Note that the above scenarios describe different privacy preservation problems. Each scenario poses a set of challenges. For instance, scenario 1 is a typical example of individual's privacy preservation, while scenario 2 refers to collective privacy preservation. How can we characterize scenarios in PPDM? One alternative is to describe them in terms of general parameters. In , some parameters are suggested: • Outcome: Refers to the desired data mining results. For instance, someone may look for association rules identifying relationships among attributes, or relationships among
customers' buying behaviors as in scenario 2, or may even want to cluster data as in scenario 1. • Data Distribution: How are the data available for mining - are they centralized or distributed across many sites? In the case of data distributed throughout many sites, are the entities described with the same schema in all sites (horizontal partitions), or do different sites contain different attributes for one entity (vertical partitions)? Privacy Preservation: What are the privacy preservation requirements? If the concern is solely that values associated with an individual entity not be released (e.g., personal information), techniques must focus on protecting such information. In other cases, the notion of what constitutes “sensitive knowledge” may not be known in advance. This would lead to human evaluation of the intermediate results before making the data available for mining.

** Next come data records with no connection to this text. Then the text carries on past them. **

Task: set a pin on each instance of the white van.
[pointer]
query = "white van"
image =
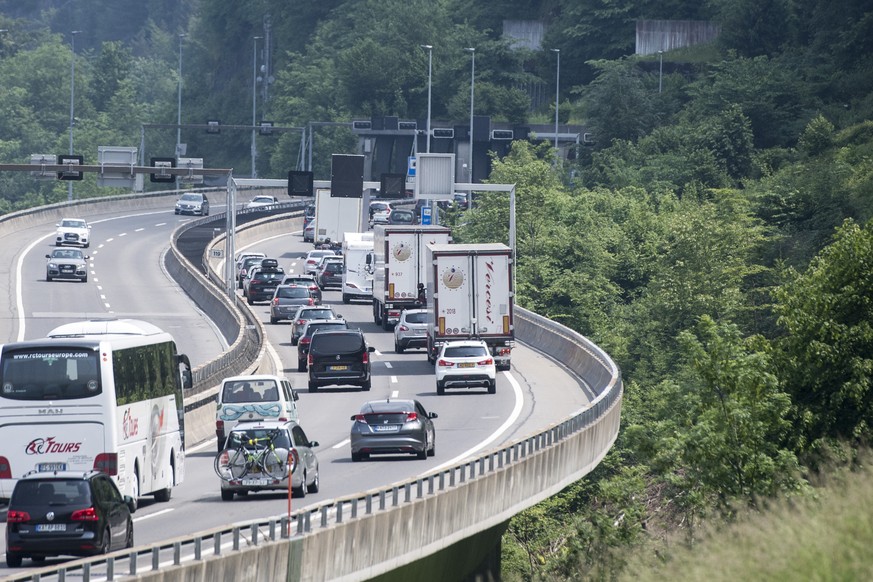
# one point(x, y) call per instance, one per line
point(253, 398)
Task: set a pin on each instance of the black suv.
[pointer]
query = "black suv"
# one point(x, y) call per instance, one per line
point(264, 281)
point(66, 513)
point(339, 357)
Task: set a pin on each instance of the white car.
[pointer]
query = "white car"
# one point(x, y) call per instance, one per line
point(262, 200)
point(73, 231)
point(465, 363)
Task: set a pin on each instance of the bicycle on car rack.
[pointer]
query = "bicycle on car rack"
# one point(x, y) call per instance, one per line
point(243, 455)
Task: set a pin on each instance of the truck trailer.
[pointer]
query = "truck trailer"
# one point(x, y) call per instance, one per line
point(335, 216)
point(471, 295)
point(357, 266)
point(401, 268)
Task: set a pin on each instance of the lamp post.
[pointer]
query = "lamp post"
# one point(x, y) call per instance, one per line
point(660, 69)
point(557, 93)
point(254, 104)
point(472, 52)
point(72, 95)
point(429, 49)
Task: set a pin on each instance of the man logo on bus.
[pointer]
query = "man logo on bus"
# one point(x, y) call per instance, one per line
point(41, 446)
point(129, 425)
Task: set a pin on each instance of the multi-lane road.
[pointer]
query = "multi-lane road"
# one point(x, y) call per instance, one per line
point(126, 280)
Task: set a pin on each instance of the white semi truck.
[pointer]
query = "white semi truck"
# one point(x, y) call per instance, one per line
point(401, 268)
point(470, 294)
point(357, 266)
point(336, 216)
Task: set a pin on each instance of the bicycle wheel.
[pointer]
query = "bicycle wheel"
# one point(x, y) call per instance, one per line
point(238, 464)
point(273, 465)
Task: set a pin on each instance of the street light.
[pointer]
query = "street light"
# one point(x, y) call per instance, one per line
point(72, 95)
point(660, 68)
point(429, 49)
point(472, 52)
point(557, 92)
point(254, 103)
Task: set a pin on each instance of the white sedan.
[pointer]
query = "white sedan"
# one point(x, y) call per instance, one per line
point(465, 363)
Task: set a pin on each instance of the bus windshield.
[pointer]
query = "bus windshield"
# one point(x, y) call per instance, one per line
point(49, 374)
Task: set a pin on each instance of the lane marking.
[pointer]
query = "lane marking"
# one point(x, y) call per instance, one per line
point(516, 412)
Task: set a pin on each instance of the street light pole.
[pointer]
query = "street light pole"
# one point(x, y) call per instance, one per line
point(429, 49)
point(179, 109)
point(557, 94)
point(472, 52)
point(72, 95)
point(254, 105)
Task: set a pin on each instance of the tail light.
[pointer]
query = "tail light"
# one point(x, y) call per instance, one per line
point(89, 514)
point(5, 468)
point(107, 462)
point(14, 516)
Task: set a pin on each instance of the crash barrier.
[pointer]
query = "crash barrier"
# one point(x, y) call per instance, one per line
point(364, 535)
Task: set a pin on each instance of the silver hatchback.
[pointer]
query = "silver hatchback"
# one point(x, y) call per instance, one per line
point(411, 330)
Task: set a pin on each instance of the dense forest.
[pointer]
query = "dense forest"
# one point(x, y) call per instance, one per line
point(716, 239)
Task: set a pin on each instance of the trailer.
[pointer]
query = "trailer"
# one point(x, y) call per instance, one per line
point(470, 294)
point(401, 268)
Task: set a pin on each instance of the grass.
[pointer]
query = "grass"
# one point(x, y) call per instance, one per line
point(829, 538)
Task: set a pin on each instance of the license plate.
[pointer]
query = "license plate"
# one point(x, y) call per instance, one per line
point(386, 428)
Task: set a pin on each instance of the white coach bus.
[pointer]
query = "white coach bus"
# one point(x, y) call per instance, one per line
point(101, 394)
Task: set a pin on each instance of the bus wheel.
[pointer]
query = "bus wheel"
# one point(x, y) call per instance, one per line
point(163, 495)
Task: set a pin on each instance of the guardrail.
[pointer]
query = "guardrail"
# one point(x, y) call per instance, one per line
point(352, 538)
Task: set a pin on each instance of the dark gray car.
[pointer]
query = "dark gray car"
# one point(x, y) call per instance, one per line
point(393, 427)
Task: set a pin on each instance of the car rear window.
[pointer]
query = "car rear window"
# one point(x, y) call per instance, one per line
point(416, 317)
point(465, 351)
point(339, 343)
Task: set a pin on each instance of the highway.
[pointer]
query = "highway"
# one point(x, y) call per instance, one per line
point(127, 280)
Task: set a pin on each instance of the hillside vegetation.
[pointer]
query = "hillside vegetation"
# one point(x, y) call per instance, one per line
point(716, 239)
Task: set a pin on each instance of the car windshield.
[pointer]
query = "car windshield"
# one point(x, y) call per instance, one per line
point(292, 292)
point(67, 254)
point(54, 493)
point(317, 314)
point(464, 352)
point(340, 343)
point(420, 317)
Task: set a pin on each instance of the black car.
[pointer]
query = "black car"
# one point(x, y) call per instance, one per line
point(306, 337)
point(339, 357)
point(66, 513)
point(263, 282)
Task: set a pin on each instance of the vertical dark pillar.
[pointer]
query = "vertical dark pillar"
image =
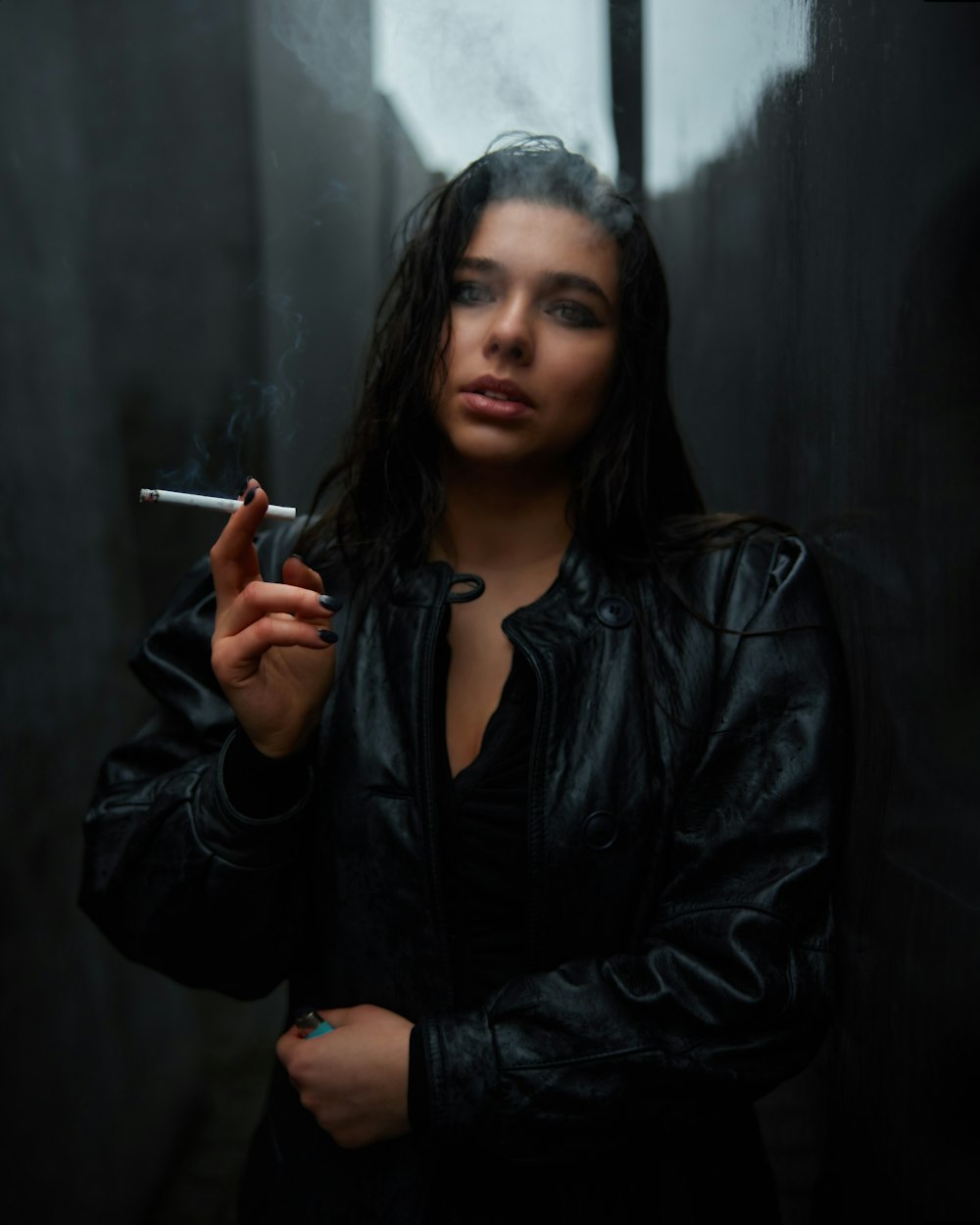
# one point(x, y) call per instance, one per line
point(626, 65)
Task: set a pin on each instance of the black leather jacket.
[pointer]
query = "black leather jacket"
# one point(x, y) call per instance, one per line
point(684, 783)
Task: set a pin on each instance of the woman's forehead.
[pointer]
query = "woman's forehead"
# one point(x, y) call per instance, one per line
point(532, 235)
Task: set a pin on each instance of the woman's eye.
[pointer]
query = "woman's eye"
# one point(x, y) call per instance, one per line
point(573, 314)
point(469, 293)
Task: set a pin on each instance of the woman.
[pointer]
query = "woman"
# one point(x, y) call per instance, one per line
point(549, 847)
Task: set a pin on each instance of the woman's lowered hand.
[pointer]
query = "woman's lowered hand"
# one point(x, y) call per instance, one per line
point(272, 645)
point(356, 1079)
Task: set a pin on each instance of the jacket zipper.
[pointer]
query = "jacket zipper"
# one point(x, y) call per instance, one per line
point(429, 803)
point(535, 807)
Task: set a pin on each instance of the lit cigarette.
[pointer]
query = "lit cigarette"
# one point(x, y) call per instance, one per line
point(228, 505)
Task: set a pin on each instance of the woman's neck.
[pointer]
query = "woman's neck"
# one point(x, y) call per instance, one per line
point(501, 520)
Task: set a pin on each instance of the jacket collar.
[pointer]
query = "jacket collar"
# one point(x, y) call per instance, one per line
point(567, 608)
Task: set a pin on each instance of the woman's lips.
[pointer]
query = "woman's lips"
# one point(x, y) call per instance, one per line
point(495, 408)
point(498, 398)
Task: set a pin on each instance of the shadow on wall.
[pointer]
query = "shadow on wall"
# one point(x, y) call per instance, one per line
point(824, 274)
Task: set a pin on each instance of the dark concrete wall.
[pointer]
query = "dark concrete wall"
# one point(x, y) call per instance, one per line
point(826, 279)
point(138, 229)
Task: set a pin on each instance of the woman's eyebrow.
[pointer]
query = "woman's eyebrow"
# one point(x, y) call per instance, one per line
point(553, 279)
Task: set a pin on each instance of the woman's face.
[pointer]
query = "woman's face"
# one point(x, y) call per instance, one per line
point(532, 336)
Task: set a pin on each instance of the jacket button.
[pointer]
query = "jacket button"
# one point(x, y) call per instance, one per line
point(601, 829)
point(613, 612)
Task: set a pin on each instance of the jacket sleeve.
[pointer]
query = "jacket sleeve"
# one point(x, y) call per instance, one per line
point(174, 875)
point(728, 990)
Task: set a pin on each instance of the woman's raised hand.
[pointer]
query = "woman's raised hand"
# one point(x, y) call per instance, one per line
point(272, 645)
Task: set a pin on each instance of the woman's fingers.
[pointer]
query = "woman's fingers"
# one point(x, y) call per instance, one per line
point(298, 573)
point(259, 601)
point(235, 660)
point(234, 560)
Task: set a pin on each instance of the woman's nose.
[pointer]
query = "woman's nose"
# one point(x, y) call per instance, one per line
point(510, 334)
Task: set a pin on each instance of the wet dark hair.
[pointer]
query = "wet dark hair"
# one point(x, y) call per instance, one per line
point(635, 499)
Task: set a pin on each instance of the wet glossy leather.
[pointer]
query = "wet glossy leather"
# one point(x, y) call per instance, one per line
point(679, 836)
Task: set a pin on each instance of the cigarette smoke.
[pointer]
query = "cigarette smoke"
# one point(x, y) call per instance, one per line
point(259, 411)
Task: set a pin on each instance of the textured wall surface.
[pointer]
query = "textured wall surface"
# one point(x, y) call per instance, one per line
point(160, 167)
point(826, 279)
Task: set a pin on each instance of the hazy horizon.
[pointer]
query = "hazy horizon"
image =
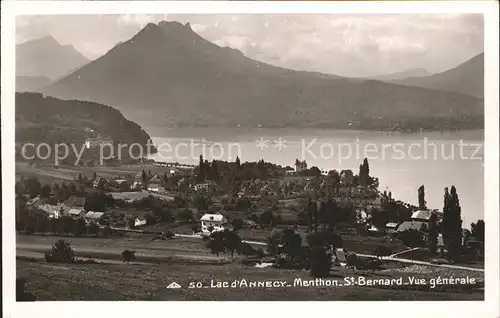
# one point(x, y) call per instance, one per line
point(347, 45)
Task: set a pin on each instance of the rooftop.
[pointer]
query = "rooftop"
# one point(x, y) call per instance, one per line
point(94, 215)
point(212, 217)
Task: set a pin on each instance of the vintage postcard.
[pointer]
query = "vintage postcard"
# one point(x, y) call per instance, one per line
point(257, 151)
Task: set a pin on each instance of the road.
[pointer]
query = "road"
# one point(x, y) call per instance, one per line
point(391, 258)
point(154, 251)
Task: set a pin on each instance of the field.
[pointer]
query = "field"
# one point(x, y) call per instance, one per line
point(186, 260)
point(148, 282)
point(50, 174)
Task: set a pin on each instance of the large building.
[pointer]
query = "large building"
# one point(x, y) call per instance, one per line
point(213, 222)
point(300, 166)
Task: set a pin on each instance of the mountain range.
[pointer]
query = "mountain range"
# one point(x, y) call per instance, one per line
point(467, 78)
point(168, 75)
point(416, 72)
point(53, 121)
point(40, 61)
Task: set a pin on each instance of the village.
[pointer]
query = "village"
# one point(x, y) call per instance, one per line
point(253, 199)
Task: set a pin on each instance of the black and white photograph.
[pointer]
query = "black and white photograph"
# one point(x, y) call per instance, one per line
point(269, 156)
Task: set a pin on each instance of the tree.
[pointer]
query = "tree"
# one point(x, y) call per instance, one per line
point(29, 225)
point(163, 214)
point(238, 164)
point(452, 224)
point(19, 188)
point(477, 230)
point(144, 178)
point(93, 229)
point(42, 224)
point(411, 238)
point(61, 253)
point(79, 227)
point(201, 170)
point(381, 250)
point(213, 173)
point(432, 238)
point(186, 215)
point(216, 243)
point(128, 256)
point(97, 201)
point(231, 241)
point(267, 218)
point(202, 202)
point(21, 294)
point(291, 243)
point(45, 191)
point(321, 262)
point(150, 219)
point(321, 244)
point(237, 224)
point(422, 204)
point(33, 186)
point(314, 172)
point(311, 213)
point(66, 224)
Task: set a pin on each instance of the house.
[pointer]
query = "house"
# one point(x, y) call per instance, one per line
point(412, 225)
point(76, 213)
point(93, 217)
point(99, 141)
point(156, 187)
point(140, 220)
point(441, 248)
point(136, 185)
point(53, 211)
point(346, 177)
point(206, 186)
point(425, 215)
point(100, 182)
point(213, 222)
point(300, 166)
point(391, 227)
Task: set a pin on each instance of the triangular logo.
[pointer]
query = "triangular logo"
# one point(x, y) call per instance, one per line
point(174, 285)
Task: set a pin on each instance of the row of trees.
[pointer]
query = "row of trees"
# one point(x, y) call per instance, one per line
point(37, 223)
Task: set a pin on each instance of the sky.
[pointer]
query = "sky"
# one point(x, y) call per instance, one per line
point(347, 45)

4. Principles and Policies for PPDM 4.1 The OECD Privacy Guidelines Worldwide, privacy legislation, policies, guidelines, and codes of conduct have been derived from the set of principles established in 1980 by the OECD2. They represent the primary components for the protection of privacy and personal data, comprising a commonly understood reference point. A number of countries have adopted these principles as statutory law, in whole or in part. The OECD Privacy Guidelines outline the following basic principles: 1. Collection Limitation Principle: There should be limits to the collection of personal data and any such data should be obtained by lawful and fair means and, where appropriate, with the knowledge or consent of the data subject (consumer). 2. Data Quality Principle: Personal data should be relevant to the purposes for which they are to be used, and, to the extent necessary for those purposes, should be accurate, complete and up-to-date. 3. Purpose Specification Principle: The purposes for which personal data are collected should be specified not later than at the time of data collection and the subsequent use limited to the fulfillment of those purposes, or others that are not incompatible with those purposes, and as are specified on each occasion of change of purpose. 4. Use Limitation Principle: Personal data should not be disclosed, made available or otherwise used for purposes other than those specified in accordance with [the Purpose Specification Principle] except: (a) with the consent of the data subject; or (b) by the authority of law. 5. Security Safeguards Principle: Personal data should be protected by reasonable security safeguards against such risks as loss or unauthorized access, destruction, use, modification, or disclosure of data. 6. Openness Principle: There should be a general policy of openness about developments, practices, and policies with respect to personal data. Means should be readily available for establishing the existence and nature of personal data, and the main purposes of their use, as well as the identity and usual residence of the data controller (e.g., a public or a private organization).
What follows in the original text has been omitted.